We have come together as we do at every mass to remember and to celebrate this appalling event, because he asked us to do it, he obliged us. “Do this in memory of me” Jesus said, his last admonition to us.
Never allow yourselves forget: the vulnerability of Jesus, the defenselessness of your God. Your capacity to crucify the most innocent one.
‘Do this in memory of me’ not, then, for my sake but for your own, because you will need to do it. You will need to do it over and over, century after century. Sunday after Sunday
‘Blessed are the poor in spirit’ Jesus said too. But do we really believe it? Did we really believe it? Did we even have a clue what it meant?
Maybe now that humility, that humiliation of soul and heart that Jesus said was blessed, maybe now we feel it, in all its pain….
For we thought we were doing great…we never had it so good! Never more money in our pockets ! The scourge of emigration solved and left behind! And earlier before that as Catholics, never so many vocations, missionaries, a truly Golden age.
Now we acknowledge it was not all golden and the economic boom was not all boom.
‘Do this in memory of me’ Jesus said, lest you forget….and we did, forget.
Lest you grow proud, and we did grow proud..
So where are we and what can we do?
Well, here we are, gathered together.
To do this in memory of him. This Eucharistic prayer. Prayer –now there’s a word!
Prayer is something that rises from the heart. Often the broken heart. Never a mere obligation, a law imposed from without. We are here because we want to be. Like Peter ‘Lord, to whom shall we go?’.
Prayer is a cry of our own hearts. In face of pain, and the unknown future, and the poor fragility that is so much part of our human reality.
A cry to the God who is Father of Jesus and our father.
And always at such a gathering the Holy Spirit comes. For he cannot come into pride or power.
‘When Pentecost Day came round, the Apostles had all met in one room…’ as we do tonight. They were still reeling from disappointment and the disaster of Jesus’ death.
If we really do meet and do come together, without judgement or blame, but acknowledging our humanity , our need of each other and of God, hearts crying out together in prayer…then hope is born
The truth for us now in time of recession surely, is, at so many levels, where go if not to each other, and together to God?
The old structures, from the outside so strong they looked: Cut stone, banks, schools, asylums, they were all so strong and impregnable it seemed
But already for many tears so many elegant bank buildings have been sold off, all the great mental and other asylums, where are they? And the great schools and houses of religious groups
All changing hands, disappearing from view.

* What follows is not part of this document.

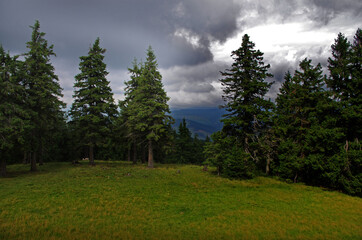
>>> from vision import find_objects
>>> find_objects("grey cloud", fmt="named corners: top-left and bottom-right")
top-left (0, 0), bottom-right (243, 68)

It is a new time, a new beginning. A Pentecost moment in the deepest sense.
A time not to be afraid of letting the trappings, the accretions go and all they represent. The Apostles had to let go of so many of their assumptions and presumptions. So must we.
That’s why we confess at the beginning of every mass. We always begin with repentance with sorrow. Not because the law says so, but because we have to and there is no other place from which we can authentically pray
And we can do this, and we must.
and that’s Hope, in the deepest and best sense.
Born of letting go. No more self-justification. Born of trusting God anew and always.
Born to the poor in Spirit who know their own limitations and sin, and who have no choice but to rely on God’s love and mercy.
And on that love and mercy reflected in our brothers and sisters gathered with us.
So there is a future and we can trust the future, and not fear it,
not because we can secure it, but because God will, and we
are people of repentance.
We repent for the past
And we are not afraid of the cost.
When the Advocate comes whom I will send from the Father…
he will lead you to the complete truth…
And he will tell you the things to come.
The Holy Spirit of God is working and is with us…
For we are a people of repentance and we pray –
And the Holy Spirit in us, binding us, is our Hope.